Paola Scifo, MR scientist in Scientific Institute H San Raffaele, Milan, Italy
Group objectives:
Our group aims at developing a complementary alternative to the
coordinate-based point of view underlying most of the brain mapping approaches.
This alternative is based on structural strategies, where the word "structural"
stands for brain models and data representations made up of a set of
entities linked by various relations. While this structural point of view
was deeply embedded in Neurosciences before the advent of neuroimaging
(architectonic parcellations of the cortical surface, structural models
of macaque visual system, etc.), the warping-based spatial normalization
paradigm leads to represent brain mapping results as fuzzy images.

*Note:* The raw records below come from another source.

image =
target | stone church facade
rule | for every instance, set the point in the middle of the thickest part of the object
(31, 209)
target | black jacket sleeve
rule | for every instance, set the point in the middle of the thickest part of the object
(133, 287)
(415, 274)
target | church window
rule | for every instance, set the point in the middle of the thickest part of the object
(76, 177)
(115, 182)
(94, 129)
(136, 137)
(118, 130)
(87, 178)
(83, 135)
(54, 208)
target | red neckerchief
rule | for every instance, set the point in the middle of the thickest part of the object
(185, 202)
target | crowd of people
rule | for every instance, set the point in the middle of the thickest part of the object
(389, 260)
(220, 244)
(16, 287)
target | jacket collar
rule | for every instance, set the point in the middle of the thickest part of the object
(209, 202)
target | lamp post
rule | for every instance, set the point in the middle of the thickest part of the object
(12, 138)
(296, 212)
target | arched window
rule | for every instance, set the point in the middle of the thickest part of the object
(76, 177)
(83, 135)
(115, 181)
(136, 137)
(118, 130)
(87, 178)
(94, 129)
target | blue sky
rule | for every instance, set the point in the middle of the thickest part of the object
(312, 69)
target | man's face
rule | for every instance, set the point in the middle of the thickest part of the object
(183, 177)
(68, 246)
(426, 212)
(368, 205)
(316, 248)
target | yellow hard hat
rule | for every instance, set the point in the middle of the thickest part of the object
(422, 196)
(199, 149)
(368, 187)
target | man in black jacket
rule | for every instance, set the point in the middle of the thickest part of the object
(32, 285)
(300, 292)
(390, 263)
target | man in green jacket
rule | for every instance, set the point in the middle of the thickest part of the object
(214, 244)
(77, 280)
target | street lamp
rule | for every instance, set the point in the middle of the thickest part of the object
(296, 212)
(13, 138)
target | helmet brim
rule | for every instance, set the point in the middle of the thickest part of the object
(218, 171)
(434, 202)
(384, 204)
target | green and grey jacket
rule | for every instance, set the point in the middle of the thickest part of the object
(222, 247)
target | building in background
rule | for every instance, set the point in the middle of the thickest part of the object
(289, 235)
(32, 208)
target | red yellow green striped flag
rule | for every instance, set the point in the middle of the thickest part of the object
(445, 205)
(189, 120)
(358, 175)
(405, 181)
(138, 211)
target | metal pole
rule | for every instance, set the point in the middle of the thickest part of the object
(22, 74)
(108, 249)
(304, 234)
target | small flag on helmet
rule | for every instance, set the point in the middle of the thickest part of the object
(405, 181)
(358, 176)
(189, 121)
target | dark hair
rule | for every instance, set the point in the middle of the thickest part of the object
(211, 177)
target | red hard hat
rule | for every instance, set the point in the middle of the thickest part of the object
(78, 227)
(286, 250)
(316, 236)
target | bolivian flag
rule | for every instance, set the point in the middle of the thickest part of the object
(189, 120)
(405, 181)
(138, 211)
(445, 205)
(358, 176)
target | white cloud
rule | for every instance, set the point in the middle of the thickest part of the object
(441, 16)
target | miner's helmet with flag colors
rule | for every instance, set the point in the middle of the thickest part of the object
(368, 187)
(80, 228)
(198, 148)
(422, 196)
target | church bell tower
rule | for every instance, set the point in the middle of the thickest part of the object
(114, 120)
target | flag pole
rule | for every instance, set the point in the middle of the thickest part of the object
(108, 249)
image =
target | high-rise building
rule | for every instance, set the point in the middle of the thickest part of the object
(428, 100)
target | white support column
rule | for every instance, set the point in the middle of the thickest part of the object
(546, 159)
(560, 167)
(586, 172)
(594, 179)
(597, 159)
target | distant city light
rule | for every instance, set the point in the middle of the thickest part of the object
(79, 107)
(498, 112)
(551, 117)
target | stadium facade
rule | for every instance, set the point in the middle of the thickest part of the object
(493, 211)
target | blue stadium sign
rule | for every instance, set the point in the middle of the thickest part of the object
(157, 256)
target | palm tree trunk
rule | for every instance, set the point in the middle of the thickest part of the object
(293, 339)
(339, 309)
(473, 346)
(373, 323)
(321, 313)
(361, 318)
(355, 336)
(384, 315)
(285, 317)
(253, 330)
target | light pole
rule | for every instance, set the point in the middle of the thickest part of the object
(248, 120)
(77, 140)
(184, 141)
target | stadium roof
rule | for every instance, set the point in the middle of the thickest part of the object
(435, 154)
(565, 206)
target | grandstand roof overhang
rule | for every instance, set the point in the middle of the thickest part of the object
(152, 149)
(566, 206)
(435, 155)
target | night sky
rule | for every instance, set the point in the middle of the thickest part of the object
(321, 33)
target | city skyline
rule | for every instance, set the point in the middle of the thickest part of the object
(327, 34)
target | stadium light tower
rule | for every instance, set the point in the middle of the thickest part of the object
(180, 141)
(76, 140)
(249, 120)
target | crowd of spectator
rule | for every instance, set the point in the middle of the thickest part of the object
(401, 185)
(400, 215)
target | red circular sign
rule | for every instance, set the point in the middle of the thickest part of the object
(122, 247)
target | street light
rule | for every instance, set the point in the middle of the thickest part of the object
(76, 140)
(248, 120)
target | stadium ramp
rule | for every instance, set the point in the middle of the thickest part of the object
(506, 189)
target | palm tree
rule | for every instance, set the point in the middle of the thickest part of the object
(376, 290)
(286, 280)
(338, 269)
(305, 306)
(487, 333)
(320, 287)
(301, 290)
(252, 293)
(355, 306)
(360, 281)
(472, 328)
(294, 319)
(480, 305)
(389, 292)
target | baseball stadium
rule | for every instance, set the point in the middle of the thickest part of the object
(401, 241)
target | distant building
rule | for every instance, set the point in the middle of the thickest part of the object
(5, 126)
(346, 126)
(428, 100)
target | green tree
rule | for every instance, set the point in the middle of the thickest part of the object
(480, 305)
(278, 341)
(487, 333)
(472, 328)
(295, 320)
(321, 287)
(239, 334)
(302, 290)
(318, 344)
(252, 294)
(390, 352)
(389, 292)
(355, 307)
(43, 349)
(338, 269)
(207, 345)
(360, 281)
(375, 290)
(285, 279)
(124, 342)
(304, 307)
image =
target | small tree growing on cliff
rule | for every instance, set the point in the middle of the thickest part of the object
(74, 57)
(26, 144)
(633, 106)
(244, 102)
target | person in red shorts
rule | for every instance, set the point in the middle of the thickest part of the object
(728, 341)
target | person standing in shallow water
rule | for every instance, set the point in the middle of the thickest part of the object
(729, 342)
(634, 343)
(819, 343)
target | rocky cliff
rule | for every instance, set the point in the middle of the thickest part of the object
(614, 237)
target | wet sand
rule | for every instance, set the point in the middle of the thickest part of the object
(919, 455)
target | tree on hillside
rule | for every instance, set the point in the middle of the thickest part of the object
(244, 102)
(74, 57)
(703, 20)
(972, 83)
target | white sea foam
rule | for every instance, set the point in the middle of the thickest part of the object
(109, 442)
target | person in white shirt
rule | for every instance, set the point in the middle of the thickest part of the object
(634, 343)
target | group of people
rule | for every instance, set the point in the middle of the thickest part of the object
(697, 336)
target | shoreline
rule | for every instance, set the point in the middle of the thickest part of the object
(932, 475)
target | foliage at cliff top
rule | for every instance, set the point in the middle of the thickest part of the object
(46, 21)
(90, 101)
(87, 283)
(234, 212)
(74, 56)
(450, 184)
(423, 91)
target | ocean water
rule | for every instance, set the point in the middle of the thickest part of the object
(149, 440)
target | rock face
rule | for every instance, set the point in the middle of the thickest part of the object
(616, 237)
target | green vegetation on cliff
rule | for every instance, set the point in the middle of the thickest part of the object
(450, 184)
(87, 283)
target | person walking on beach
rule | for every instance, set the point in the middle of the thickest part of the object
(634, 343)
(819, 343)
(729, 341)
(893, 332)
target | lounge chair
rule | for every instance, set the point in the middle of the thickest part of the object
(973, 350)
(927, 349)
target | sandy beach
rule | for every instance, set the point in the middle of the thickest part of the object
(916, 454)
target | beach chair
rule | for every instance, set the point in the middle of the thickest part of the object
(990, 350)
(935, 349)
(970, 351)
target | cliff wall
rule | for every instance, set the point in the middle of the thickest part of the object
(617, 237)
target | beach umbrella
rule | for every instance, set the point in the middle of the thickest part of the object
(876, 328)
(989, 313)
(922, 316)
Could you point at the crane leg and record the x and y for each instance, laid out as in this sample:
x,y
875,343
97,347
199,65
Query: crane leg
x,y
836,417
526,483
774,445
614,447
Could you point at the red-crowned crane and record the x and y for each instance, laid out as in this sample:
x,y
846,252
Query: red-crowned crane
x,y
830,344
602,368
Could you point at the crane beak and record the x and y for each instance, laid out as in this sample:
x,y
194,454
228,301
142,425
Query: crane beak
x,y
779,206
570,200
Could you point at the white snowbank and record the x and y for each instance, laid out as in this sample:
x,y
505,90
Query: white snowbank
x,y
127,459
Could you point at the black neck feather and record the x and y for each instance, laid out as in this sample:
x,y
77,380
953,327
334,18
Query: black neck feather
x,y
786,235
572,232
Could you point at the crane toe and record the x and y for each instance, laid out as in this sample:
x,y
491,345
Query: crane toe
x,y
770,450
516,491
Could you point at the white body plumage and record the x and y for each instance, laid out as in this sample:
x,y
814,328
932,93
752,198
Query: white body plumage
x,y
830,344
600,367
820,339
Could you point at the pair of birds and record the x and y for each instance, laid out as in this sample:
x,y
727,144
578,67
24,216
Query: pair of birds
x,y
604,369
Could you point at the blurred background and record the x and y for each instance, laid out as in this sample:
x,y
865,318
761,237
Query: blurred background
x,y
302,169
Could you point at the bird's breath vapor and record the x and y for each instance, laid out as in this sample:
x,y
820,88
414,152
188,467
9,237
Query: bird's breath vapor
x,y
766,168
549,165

This "fuzzyness", which stems from the voxel-based averaging process performed to compare subjects,
may result in some loss of information relatively to the brain organization.
Furthermore, testing the putative structural models proposed by cognitive neuroscientists
using probabilistic maps is sometimes confusing.
We think that converting the individual data into structural representations
before performing the group analysis process may overcome some of the problems.
Our alternative structural framework for brain mapping relies on a few
generic ideas:
Convert raw images into structural representations (cortical folds and their neighborhood relationships, pieces of fiber bundles, activation clusters, etc...);
Merge several representations coming from the same individual;
Match such structural representations with syntactically corresponding structural models (sulci, known fiber bundles, cognitive areas, etc...). These models come from a database of the current knowledge, which could include concurrent points of view;
Infer new similarities across a set of individuals to improve the current structural models.
Here is an illustration of a possible resulting scheme:
The goal underlying this framework is the design of Artificial Intelligence methods performing the structural model
inference supposed to stem from brain imaging experiments. Such methods
would rely on a specific kind of Computer Vision dedicated to volumetric images
of the brain. They could greatly support human neuroscientists who have unfortunately not
been endowed with a captor for volumetric images.